Я старался разобраться, какая же часть моих показаний заносится в протокол, хотя прекрасно сознавал, что рассчитать и установить все это просто невозможно. Как только я оставался один в пустоте, мысли начинали безостановочно вертеться в моей голове, рождая все новые предположения, отравляя даже сон. Каждый раз вслед за допросом в гестапо за работу безжалостно принимались мои собственные мысли; они вновь воспроизводили муки и терзания допроса; и это было, пожалуй, еще более ужасно, потому что у следователя все по крайней мере кончалось через некоторое время, а повторение только что пережитого в моем сознании, скованном коварным одиночеством, не имело конца. Со мной по-прежнему были стол, умывальник, кровать, обои, окно. Внимание не отвлекалось ничем, не было ни книги, ни журнала, ни нового лица, ни карандаша, которым можно было бы что-то записать, ни спички, чтобы повертеть в пальцах, ничего, совсем ничего.
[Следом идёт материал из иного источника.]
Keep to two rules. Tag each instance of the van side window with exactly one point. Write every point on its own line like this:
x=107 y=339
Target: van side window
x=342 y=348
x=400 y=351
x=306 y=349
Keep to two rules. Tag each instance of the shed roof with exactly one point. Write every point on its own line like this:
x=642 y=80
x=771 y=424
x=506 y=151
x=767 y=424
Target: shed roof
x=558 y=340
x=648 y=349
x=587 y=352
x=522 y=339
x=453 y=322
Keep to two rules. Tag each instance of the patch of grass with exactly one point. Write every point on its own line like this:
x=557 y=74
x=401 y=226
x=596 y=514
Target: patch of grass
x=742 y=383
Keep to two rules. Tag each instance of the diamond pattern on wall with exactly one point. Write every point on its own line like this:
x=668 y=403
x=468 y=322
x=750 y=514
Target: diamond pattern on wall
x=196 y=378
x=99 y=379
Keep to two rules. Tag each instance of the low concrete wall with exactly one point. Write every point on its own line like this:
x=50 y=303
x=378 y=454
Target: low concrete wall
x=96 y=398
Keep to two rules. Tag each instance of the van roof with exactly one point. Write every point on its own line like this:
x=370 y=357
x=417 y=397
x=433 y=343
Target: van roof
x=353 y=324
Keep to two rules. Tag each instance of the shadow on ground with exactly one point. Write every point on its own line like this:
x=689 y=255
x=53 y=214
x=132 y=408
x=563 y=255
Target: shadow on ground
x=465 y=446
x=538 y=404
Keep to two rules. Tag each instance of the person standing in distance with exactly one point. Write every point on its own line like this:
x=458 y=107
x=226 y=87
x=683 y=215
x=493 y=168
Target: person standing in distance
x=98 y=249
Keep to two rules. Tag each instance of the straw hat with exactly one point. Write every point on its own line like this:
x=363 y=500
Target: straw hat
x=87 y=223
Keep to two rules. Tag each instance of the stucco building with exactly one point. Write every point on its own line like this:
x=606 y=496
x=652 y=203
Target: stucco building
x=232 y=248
Тут только я полностью осознал, с какой дьявольской изобретательностью, с каким убийственным знанием человеческой психологии была продумана эта система тюремной одиночки в отеле. В концентрационном лагере, наверно, пришлось бы возить на тачке камни, стирая руки до кровавых мозолей, пока не закоченеют ноги, жить в вонючей и холодной каморке с двумя десятками таких же несчастных. Но ведь там вокруг были бы человеческие лица, пространство, тачка, деревья, звезды, там было бы на чем остановить взгляд… Здесь же вокруг никогда ничего не менялось, все оставалось до умопомрачения неизменным. Ничего не менялось в моих мыслях, в моих навязчивых идеях и болезненных расчетах. Этого они и добивались: они хотели, чтобы мысли душили меня, душили до тех пор, пока я не начну задыхаться. Тогда у меня не будет иного выхода, как сдаться и наконец признать, признать все, что им было нужно, и выдать людей и документы.

Постепенно я стал чувствовать, что под страшным давлением пустоты нервы мои начинают сдавать.